Les établissements financiers craignent une crise systémique dans les 12 mois
MOSCOU – Plusieurs hauts responsables du secteur bancaire russe tirent la sonnette d’alarme : une crise de la dettepourrait frapper le pays dans l’année à venir si la situation économique continue de se détériorer. Selon des documents internes consultés par Bloomberg News, les banques constatent une montée inquiétante des prêts non remboursés, aussi bien chez les particuliers que dans les entreprises, en raison de taux d’intérêt historiquement élevés.
Des responsables en poste et anciens cadres du secteur, s’exprimant sous anonymat, décrivent une situation financière fragile et soulignent les risques croissants d’un effet domino dans tout le système bancaire russe. Cette pression accrue alimente les inquiétudes sur la capacité du président Vladimir Poutine à maintenir l’effort de guerre contre l’Ukraine, notamment si de nouvelles sanctions occidentales viennent frapper plus durement le secteur financier russe.
Des défauts de paiement sous-estimés par les données officielles
Selon une note confidentielle d’une grande banque russe, le problème serait largement dissimulé par les chiffres publics. De nombreux emprunteurs diffèrent leurs paiements, ce qui masque l’ampleur réelle des retards. En interne, les banques estiment que les créances douteuses atteignent des milliers de milliards de roubles. L’un des indicateurs cités montre une contraction de 1 500 milliards de roubles (environ 19 milliards de dollars) dans le portefeuille de prêts aux entreprises au cours des deux premiers mois de 2025, avant une légère stabilisation.
Une étude publiée en mai par l’agence de notation ACRA prévient qu’environ 20 % du capital du secteur bancairedépend de débiteurs dont la solvabilité est sérieusement menacée par les taux élevés. Dans le même temps, un rapport de la Banque centrale souligne des “vulnérabilités” liées aux risques de crédit et à la concentration excessive des prêts aux grandes entreprises.
Avertissements publics et tensions au sommet
Les tensions sont apparues au grand jour lors du Forum économique international de Saint-Pétersbourg la semaine dernière. Le ministre de l’Économie, Maksim Rechetnikov, a reconnu que la Russie est “au bord de la récession”, tandis que la gouverneure de la Banque centrale, Elvira Nabiullina, évoquait un “refroidissement nécessaire” de l’économie. Le ministre des Finances, Anton Silouanov, a admis que le pays traverse “une période difficile”.
Le lendemain, Vladimir Poutine a tenté de rassurer, tout en reconnaissant indirectement les signaux négatifs : “Nous ne devons en aucun cas permettre la stagnation ou la récession”, a-t-il déclaré lors d’un discours au forum.

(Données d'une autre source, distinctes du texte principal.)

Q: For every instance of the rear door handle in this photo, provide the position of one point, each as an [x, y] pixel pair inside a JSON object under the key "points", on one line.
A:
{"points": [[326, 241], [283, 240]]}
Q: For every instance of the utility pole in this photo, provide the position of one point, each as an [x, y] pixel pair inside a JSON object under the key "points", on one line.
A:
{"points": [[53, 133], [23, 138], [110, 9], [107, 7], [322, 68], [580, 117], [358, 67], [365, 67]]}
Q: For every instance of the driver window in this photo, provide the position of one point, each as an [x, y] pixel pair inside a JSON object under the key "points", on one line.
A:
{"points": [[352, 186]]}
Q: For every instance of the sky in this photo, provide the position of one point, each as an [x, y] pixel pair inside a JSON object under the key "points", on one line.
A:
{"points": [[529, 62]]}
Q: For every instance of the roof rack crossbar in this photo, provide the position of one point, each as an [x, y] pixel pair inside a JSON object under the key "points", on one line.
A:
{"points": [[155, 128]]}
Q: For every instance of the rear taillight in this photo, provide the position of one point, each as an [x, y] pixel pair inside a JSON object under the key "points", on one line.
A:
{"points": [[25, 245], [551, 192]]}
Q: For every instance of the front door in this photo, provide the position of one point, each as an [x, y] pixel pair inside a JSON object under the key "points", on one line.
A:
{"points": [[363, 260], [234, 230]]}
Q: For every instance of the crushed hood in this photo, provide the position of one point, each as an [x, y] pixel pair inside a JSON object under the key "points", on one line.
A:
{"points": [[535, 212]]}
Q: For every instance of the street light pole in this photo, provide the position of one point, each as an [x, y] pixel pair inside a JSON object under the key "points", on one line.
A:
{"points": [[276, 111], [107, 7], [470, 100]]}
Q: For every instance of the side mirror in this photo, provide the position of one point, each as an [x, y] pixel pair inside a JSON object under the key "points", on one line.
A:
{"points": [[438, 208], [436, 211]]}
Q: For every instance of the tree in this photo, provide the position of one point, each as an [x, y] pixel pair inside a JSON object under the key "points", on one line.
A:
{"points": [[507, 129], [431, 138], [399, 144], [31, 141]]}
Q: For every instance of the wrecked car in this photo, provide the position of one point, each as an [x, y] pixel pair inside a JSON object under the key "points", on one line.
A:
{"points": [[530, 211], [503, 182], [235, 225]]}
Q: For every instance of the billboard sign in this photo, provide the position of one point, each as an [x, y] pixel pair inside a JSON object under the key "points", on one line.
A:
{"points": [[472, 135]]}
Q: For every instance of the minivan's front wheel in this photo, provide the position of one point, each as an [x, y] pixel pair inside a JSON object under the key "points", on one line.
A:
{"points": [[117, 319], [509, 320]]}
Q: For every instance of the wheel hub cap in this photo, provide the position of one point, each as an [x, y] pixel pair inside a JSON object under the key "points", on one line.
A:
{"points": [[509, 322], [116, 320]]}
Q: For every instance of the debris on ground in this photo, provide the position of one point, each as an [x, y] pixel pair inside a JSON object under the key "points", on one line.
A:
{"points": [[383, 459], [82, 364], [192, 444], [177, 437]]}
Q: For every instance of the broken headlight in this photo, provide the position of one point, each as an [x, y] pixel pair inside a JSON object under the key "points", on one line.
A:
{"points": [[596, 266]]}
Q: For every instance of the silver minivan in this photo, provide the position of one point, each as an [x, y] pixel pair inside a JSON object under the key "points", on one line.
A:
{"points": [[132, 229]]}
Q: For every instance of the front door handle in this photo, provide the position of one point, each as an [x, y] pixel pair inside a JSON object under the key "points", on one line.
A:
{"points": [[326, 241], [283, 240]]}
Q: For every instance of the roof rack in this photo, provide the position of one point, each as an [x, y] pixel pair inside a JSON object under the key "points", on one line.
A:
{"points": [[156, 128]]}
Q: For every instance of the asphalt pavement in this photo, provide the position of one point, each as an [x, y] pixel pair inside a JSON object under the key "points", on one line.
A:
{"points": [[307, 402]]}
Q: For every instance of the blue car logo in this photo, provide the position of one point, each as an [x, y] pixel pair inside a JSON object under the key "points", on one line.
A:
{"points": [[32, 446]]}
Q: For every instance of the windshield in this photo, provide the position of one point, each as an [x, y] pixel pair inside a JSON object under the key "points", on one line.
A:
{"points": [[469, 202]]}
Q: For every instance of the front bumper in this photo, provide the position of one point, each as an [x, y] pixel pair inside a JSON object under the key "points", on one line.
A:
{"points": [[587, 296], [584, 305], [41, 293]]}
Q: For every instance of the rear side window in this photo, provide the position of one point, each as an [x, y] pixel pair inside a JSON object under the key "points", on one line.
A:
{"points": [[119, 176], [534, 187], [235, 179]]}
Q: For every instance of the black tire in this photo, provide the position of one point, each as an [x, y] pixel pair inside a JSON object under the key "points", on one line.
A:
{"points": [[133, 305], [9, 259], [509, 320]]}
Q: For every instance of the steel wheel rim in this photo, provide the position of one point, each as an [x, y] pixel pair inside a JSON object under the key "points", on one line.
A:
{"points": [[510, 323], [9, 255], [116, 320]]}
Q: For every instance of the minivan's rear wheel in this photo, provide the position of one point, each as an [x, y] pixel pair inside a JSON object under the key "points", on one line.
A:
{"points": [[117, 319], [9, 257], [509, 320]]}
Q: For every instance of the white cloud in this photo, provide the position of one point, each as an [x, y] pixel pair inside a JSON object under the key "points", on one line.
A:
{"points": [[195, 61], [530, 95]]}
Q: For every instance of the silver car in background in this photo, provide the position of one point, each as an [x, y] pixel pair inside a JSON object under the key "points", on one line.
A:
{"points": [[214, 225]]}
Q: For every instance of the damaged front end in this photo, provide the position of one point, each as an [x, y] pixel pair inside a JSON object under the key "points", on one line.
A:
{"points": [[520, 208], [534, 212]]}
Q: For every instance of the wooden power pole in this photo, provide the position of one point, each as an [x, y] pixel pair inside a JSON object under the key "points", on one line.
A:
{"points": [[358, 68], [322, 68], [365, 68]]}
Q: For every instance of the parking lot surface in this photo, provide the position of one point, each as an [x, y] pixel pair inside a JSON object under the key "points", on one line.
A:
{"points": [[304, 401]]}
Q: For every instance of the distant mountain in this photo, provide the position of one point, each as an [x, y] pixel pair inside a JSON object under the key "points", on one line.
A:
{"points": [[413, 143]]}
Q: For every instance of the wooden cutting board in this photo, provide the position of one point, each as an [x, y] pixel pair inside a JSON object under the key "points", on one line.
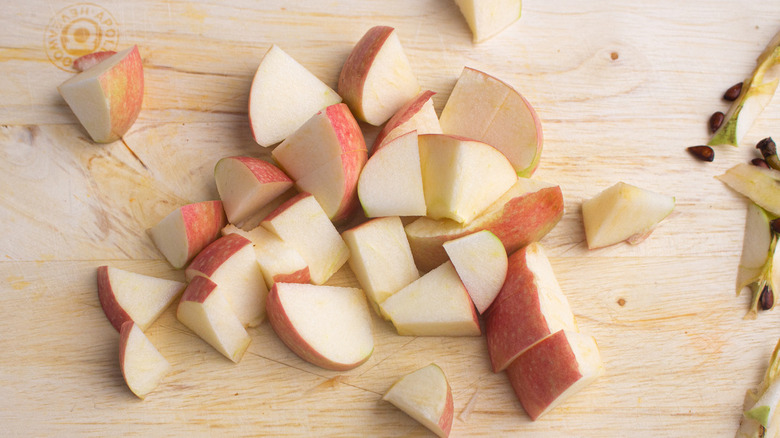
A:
{"points": [[622, 87]]}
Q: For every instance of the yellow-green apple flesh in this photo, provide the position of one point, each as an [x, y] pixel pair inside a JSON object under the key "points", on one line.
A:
{"points": [[230, 262], [278, 261], [623, 212], [302, 223], [481, 262], [184, 232], [461, 177], [487, 18], [381, 258], [377, 79], [327, 326], [205, 310], [391, 181], [426, 396], [283, 96], [142, 365], [436, 304], [553, 370], [416, 115], [107, 97], [530, 307], [487, 109], [524, 214], [247, 184], [129, 296]]}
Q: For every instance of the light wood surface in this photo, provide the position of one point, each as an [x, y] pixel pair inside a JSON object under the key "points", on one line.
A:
{"points": [[622, 87]]}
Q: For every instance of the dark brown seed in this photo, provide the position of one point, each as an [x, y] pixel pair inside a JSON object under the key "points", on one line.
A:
{"points": [[703, 153], [733, 93]]}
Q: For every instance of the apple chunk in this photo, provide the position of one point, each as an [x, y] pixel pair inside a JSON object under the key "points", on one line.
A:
{"points": [[426, 396], [143, 367], [327, 326], [107, 97], [128, 296]]}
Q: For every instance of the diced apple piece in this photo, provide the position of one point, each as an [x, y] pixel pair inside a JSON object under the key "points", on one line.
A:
{"points": [[524, 214], [623, 213], [381, 258], [436, 304], [107, 97], [143, 367], [426, 396], [303, 224], [487, 109], [327, 326], [283, 96], [204, 309], [377, 79], [187, 230], [461, 177], [128, 296], [391, 182], [481, 262], [553, 370], [246, 184], [530, 307]]}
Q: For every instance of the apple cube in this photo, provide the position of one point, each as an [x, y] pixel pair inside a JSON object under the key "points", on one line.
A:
{"points": [[283, 96], [128, 296], [107, 97], [327, 326]]}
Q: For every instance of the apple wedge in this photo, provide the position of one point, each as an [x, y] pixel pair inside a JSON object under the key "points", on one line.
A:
{"points": [[530, 307], [426, 396], [391, 181], [187, 230], [107, 97], [436, 304], [381, 258], [283, 96], [524, 214], [553, 370], [128, 296], [623, 213], [461, 177], [481, 262], [143, 367], [246, 184], [230, 262], [327, 326], [487, 109], [377, 79], [204, 309]]}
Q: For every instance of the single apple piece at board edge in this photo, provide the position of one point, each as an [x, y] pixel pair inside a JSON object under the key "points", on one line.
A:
{"points": [[107, 97], [128, 296], [246, 184], [327, 326], [757, 92], [377, 79], [524, 214], [481, 262], [184, 232], [426, 396], [204, 309], [553, 370], [283, 96], [487, 18], [530, 307], [230, 262], [487, 109], [623, 212], [142, 365]]}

Des performances en trompe-l’œil
En apparence, la Russie continue de défier les sanctions occidentales. Les banques ont affiché des profits records de 3 800 milliards de roubles en 2024, selon la Banque centrale. L’économie a progressé de 4,5 % en 2024, bien que la croissance ait ralenti à 1,4 % au premier trimestre de 2025.
Mais ces performances masquent une économie à deux vitesses. Tandis que le complexe militaro-industriel profite d’une injection massive de fonds publics, de nombreuses entreprises privées font face à une baisse de la demande intérieure, une hausse des coûts et une dégradation des exportations.
L’inflation, stimulée par les pénuries de main-d’œuvre dues à la mobilisation militaire et par la hausse des salaires, a dépassé 10 % en rythme annuel. En réaction, la Banque de Russie a porté son taux directeur à un niveau record de 21 %en octobre, avant de l’abaisser prudemment à 20 % ce mois-ci.
Risques systémiques identifiés par les experts
Un rapport du Centre d’analyse macroéconomique et de prévision à court terme, proche du gouvernement, estime qu’il existe une “probabilité modérée” de crise bancaire systémique d’ici avril 2026. Ce risque pourrait s’accroître si les banques continuent de restreindre l’octroi de nouveaux crédits et si le volume de prêts défaillants continue d’augmenter.
D’après ce même rapport, plusieurs secteurs clés comme la construction et l’industrie montrent des signes d’essoufflement. Même les branches liées à l’effort de guerre commencent à ralentir.
La Banque centrale tempère ces inquiétudes, affirmant que “le secteur bancaire reste globalement résilient” et que le taux de prêts problématiques demeure inférieur à celui observé entre 2014 et 2016, lors des premières sanctions liées à l’annexion de la Crimée.
Mais à mesure que les prêts accordés pour soutenir l’économie de guerre deviennent difficiles à recouvrer, les fissures dans le système bancaire deviennent de plus en plus visibles — et de plus en plus difficiles à ignorer.